Wednesday, October 05, 2016

William Matheus Sullivan: 
The Man from Dunrovin
His name may be hardly known in Ridgefield today, but ask Kathleen Battle, Jessye Norman, or Renee Fleming who William Matheus Sullivan was, and they will tell you.
Ridgefield was once the home of Sullivan and his Dunrovin Music Festival that brought major opera and chamber music personalities to a privately created opera house off West Lane.  
He also created a foundation that has helped many of the top opera singers of the past half century.
A native of Brooklyn, N.Y.,  Sullivan was born in 1885 and graduated from Columbia University’s School of Law. He was an attorney for the Metropolitan Opera and for many of its singers, including Elisabeth Rethberg and Frieda Hempel, and often entertained celebrities in the arts at his Manhattan home. 
“He sponsored many first concerts for artists who have since become famous at his music room at his New York apartment,” said one account.
He personally sponsored violin prodigy Ruggiero Ricci (1918-2012) as a young boy; Ricci went on to become an international star, specializing in Paganini, who made more than 500 recordings and performed in more than 5,000 concerts. 
In 1936, Sullivan bought Dunrovin, the estate of the late Melbert B. Cary, as his country home.  He converted a carriage house into a theater modeled after Frederick the Great’s opera house in Bayreuth, Germany — one observer at the time described it as “the best private concert hall in the United States.” Sullivan planned to call it the Mozart Concert Hall but it soon became better known as “the Playhouse at Dunrovin.”
The building could comfortably seat 360 people and, in good weather, 100 more could be seated on the terrace. For more intimate gatherings of 150 or so, Sullivan provided Florentine oak chairs. 
The flooring was random oak boards, pegged into place — more than 3,500 pegs were used. A painting of an ancestral Sullivan castle in Killarney and Van Dyke’s “The Rest of the Holy Family during the Flight to Egypt” hung on the walls.
In 1937, Sullivan began staging music festivals in the playhouse that featured such popular operatic voices as Lily Pons, Grace Moore, Lawrence Tibbett, Edward Johnson, and Geraldine Farrar, who lived just up the road. The festivals on successive Saturday afternoons in the summer were aimed at introduced young operatic talent and raising money for music scholarships.
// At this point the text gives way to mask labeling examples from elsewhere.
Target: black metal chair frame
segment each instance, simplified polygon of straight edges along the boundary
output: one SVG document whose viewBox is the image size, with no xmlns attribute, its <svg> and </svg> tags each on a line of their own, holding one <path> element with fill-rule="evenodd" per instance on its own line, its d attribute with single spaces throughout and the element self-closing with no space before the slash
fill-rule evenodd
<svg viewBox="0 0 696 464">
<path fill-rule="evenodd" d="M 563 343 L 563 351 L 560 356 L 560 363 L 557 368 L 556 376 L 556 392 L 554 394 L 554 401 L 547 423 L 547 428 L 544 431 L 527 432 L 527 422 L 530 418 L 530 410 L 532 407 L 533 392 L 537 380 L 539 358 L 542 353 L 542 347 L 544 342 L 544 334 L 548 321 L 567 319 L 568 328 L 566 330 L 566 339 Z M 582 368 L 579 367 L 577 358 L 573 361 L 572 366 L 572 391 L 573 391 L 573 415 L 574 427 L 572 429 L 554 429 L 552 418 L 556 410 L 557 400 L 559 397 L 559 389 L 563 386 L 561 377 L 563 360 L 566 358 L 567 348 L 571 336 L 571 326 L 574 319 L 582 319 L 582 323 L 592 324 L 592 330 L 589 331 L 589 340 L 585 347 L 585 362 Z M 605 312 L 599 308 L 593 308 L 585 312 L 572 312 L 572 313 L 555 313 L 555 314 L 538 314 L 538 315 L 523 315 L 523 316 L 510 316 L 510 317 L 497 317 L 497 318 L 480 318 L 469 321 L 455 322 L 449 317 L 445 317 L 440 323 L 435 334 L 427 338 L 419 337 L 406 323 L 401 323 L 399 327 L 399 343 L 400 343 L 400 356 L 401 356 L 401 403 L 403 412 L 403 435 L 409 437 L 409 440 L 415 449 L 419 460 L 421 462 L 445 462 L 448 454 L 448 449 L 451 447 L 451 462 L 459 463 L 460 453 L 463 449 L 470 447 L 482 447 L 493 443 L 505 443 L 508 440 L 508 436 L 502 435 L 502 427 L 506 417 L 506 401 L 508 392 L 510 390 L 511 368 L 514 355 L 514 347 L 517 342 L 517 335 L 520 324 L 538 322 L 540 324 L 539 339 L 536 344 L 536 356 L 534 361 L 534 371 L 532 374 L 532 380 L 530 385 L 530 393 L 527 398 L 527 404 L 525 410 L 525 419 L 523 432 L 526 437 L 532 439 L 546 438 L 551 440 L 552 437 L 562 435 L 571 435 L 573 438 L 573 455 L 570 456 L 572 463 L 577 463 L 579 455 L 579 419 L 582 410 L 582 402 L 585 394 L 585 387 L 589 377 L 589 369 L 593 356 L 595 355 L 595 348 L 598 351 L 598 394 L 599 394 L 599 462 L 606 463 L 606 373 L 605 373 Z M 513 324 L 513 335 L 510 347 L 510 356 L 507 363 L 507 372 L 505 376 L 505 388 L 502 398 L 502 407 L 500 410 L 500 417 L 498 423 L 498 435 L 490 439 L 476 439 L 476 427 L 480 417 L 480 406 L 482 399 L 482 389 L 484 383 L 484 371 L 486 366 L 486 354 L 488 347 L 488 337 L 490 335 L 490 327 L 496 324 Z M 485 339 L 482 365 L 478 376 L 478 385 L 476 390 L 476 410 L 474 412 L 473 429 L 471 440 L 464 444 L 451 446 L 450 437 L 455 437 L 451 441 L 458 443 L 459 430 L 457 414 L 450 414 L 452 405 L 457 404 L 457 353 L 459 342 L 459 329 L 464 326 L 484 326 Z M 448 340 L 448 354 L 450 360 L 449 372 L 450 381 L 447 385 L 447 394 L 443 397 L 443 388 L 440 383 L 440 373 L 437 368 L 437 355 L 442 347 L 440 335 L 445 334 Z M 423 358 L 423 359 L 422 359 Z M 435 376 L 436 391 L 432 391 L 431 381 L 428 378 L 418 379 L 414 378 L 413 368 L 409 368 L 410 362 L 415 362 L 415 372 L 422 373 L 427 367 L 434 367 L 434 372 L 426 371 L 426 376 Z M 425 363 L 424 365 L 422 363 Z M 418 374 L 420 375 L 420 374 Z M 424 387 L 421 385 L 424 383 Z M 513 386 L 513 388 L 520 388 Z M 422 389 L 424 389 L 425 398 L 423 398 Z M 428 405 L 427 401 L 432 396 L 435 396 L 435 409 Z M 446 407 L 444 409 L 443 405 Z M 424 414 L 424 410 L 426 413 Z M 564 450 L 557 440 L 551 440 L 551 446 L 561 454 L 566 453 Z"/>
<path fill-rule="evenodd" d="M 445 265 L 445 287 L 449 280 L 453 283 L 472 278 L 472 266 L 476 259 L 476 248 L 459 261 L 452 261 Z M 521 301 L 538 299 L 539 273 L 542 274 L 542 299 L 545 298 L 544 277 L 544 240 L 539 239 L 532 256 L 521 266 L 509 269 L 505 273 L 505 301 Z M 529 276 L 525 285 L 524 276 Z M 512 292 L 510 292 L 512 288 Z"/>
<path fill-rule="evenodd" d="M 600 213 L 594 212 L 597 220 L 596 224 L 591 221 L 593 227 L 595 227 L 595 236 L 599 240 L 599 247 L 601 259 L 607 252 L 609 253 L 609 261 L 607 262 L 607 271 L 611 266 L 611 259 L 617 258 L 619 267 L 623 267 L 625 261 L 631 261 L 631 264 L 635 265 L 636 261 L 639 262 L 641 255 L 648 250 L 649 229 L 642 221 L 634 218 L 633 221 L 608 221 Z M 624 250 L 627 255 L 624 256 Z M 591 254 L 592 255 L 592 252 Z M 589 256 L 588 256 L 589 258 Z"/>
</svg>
Gov. Wilbur Cross attended the opening concert and Sir Hugh Walpole, the English novelist and a friend of Sullivan, provided a dedicatory poem. Walpole had visited Dunrovin, declaring that “nothing in America had so much resembled his native England as this bit of loveliness set in the huge Ridgefield estate of the attorney,” reported The Bridgeport Post in 1937.
When war  broke out in Europe in 1940, Sullivan began turning over the proceeds from the concerts to the Red Cross. The playhouse was also the scene of many special concerts, some benefiting such causes as Danbury Hospital.
Suspended during the war, the festivals resumed in 1946, but ended with Sullivan’s death in 1947 at the age of 63. His opera house was later converted into a residence, which it remains today on Country Club Road.
In the 1940s, Sullivan was often seen on Main Street in the village walking his English sheepdogs; one of the dogs was the gift of his friend, the Duke of Windsor, when he was king of England. A portrait of the duke also hung in the playhouse.
In his will, Sullivan established the William Matheus Sullivan Musical Foundation which, to this day, awards grants to promising musicians to help with their studies. Nearly 500 singers have earned Sullivan Awards, among them Jessye Norman, Jerry Hadley, Kathleen Battle, Renee Fleming, Christine Brewer, Leona Mitchell, Susan Graham, Patricia Racette, and Elizabeth Futral — some of the finest American operatic singers of the 20th and 21st Centuries.